Lo que ocurre una primera vez como tragedia suele repetirse como farsa. Entre 1979 y 1990, la primera ministra conservadora Margaret Thatcher encabezó la triunfante embestida neoliberal contra el estado de bienestar, destrozó a los sindicatos e instaló una duradera hegemonía del individualismo extremo, el culto a las corporaciones, el consumismo voraz y la ruptura de la solidaridad social más elemental. Tres décadas después, Liz Truss escaló los peldaños del poder mediante una identificación discursiva e incluso iconográfica con esa deidad del panteón de la ultraderecha, a tal punto que se hizo retratar en poses y escenarios calcados de algunas de las fotografías más famosas de Thatcher, además de imitar su estilo de vestir al presentarse a debates televisados.
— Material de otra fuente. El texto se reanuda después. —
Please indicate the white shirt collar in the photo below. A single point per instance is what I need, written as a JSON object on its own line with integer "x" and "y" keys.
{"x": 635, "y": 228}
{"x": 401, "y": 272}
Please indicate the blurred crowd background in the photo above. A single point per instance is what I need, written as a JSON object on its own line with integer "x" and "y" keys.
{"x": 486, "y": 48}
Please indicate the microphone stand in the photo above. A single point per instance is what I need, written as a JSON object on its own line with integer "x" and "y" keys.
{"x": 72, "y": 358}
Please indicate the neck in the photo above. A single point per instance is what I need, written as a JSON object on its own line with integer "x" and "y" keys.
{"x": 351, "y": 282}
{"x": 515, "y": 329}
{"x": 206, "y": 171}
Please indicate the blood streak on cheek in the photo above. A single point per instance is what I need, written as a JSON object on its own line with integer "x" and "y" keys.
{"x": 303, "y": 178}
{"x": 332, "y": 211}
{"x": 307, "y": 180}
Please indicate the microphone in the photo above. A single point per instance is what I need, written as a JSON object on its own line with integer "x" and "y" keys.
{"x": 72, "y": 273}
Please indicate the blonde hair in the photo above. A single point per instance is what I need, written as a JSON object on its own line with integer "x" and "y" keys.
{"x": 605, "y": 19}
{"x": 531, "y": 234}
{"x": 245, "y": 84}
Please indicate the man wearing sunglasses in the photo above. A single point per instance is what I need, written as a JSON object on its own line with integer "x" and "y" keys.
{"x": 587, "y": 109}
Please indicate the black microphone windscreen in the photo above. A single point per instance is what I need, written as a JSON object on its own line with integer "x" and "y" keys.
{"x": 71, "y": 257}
Sin embargo, mientras la llamada Dama de Hierro logró imponer su agenda sin reparar en los métodos y arrollar (no pocas veces, con lujo de violencia) a la oposición, Truss se vio obligada a dimitir apenas 45 días después de que la fallecida monarca Isabel II le encargase la formación del gobierno, con lo que se convirtió en la premier más efímera de toda la historia británica. Como sucesora de un adicto al escándalo como Boris Johnson, de Truss se esperaba seriedad y estabilidad para recomponer simultáneamente la credibilidad política de su partido y una economía vapuleada por la inflación, la descontrolada alza de precios de los energéticos y los sobresaltos del Brexit. Pero a sólo 18 días de haber llegado a Downing Street (y con el luto por la muerte de la reina en medio) presentó un paquete fiscal que dinamitó la confianza de los grandes capitales, el ya precario respaldo popular a su mandato y el delicado acuerdo entre sus correligionarios que le había permitido auparse al poder.
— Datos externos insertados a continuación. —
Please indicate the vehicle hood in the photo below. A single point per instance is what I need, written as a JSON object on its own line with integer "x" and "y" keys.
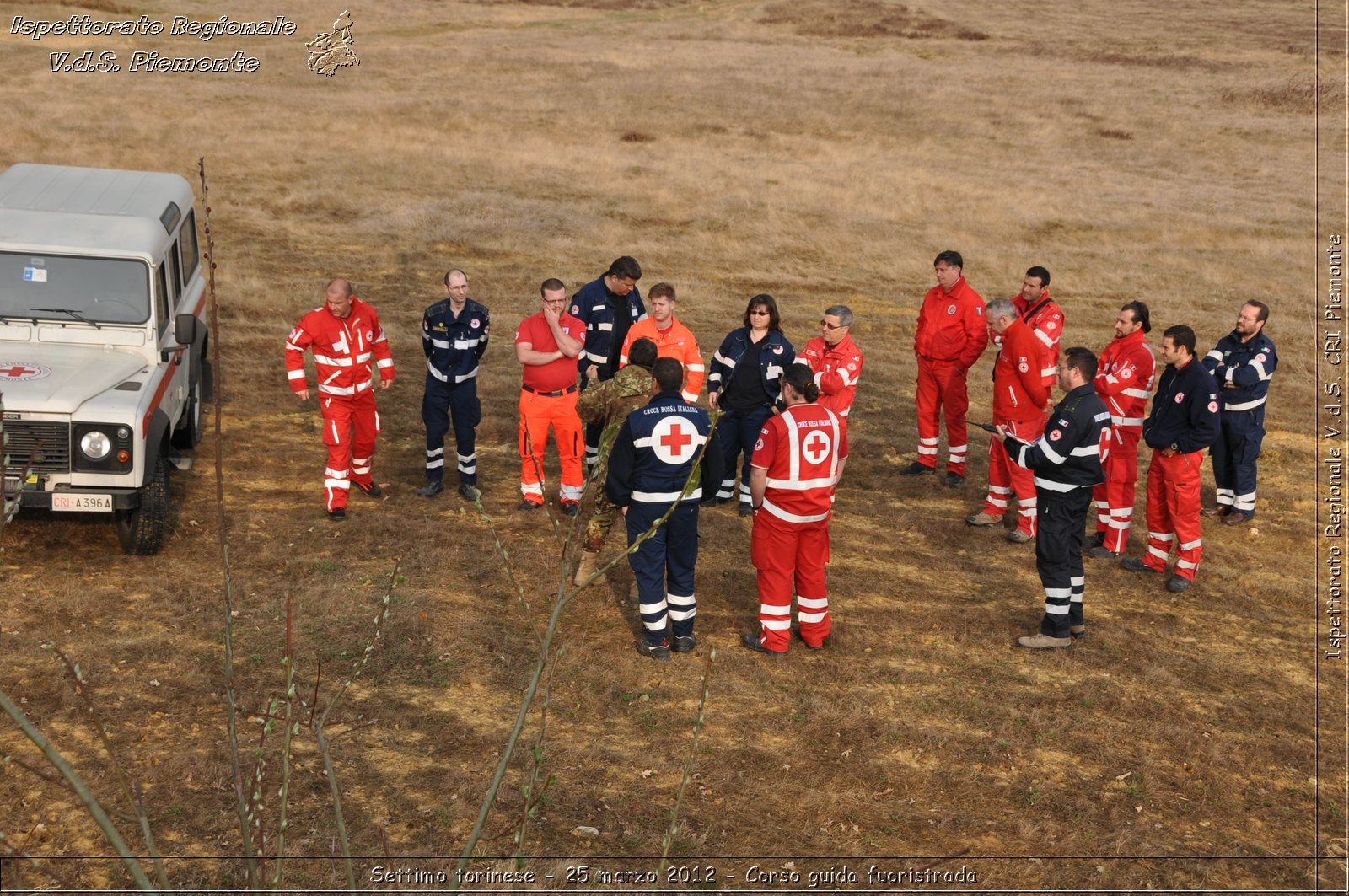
{"x": 60, "y": 378}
Días antes de hacer pública su renuncia, la ex ministra de Justicia y de Exteriores ya había aniquilado su trayectoria política al despedir a su encargado de Finanzas, Kwasi Kwarteng, con quien mantenía una estrecha afinidad ideológica, y aceptar como remplazo a su rival en la carrera por el liderazgo conservador, Jeremy Hunt. A horas de asumir, éste anunció la cancelación de la práctica totalidad del programa económico de Truss en una serie de declaraciones en las que los eufemismos y el lenguaje diplomático no bastaron para disimular la humillación proferida a quien fue calificada por la prensa de primera ministra honoraria por la evidente pérdida de control sobre su propio gabinete.
El más polémico punto del malhadado plan de Truss y Kwarteng para “reactivar” la segunda mayor economía de Europa fue un recorte de impuestos a quienes perciben ingresos superiores a 150 mil libras anuales (alrededor de 3 millones 400 mil pesos). Esta idea enardeció simultáneamente a los mercados (preocupados porque el regalo a los más pudientes desencadenase una nueva crisis de deuda pública) y a los ciudadanos de a pie, quienes se sintieron insultados por tal “estímulo” en momentos en que miles de hogares deben optar entre comprar comida o pagar la factura de la electricidad.
La vertiginosa caída de la oxoniense corrobora la decadencia del Partido Conservador, pero, sobre todo, el nivel de fanatismo y dogmatismo alcanzado por los adeptos del credo neoliberal: se empeñó en aplicar las fórmulas de Von Hayek y sus herederos intelectuales con tanta insensibilidad y ceguera hacia el funcionamiento real de la economía que incluso los omnipotentes “mercados” (es decir, el poder fáctico conformado por los ultrarricos) le dieron la espalda. Truss constituye un ejemplo extremo y, por lo mismo, iluminador, del carácter ideológico del neoliberalismo, y su fracaso supone una llamada de atención para académicos, políticos y formadores de opinión que porfían en defender un modelo caduco, sumamente dañino y a todas luces contraproducente, tanto para las perspectivas económicas de las grandes mayorías como para la supervivencia de las democracias de inspiración occidental.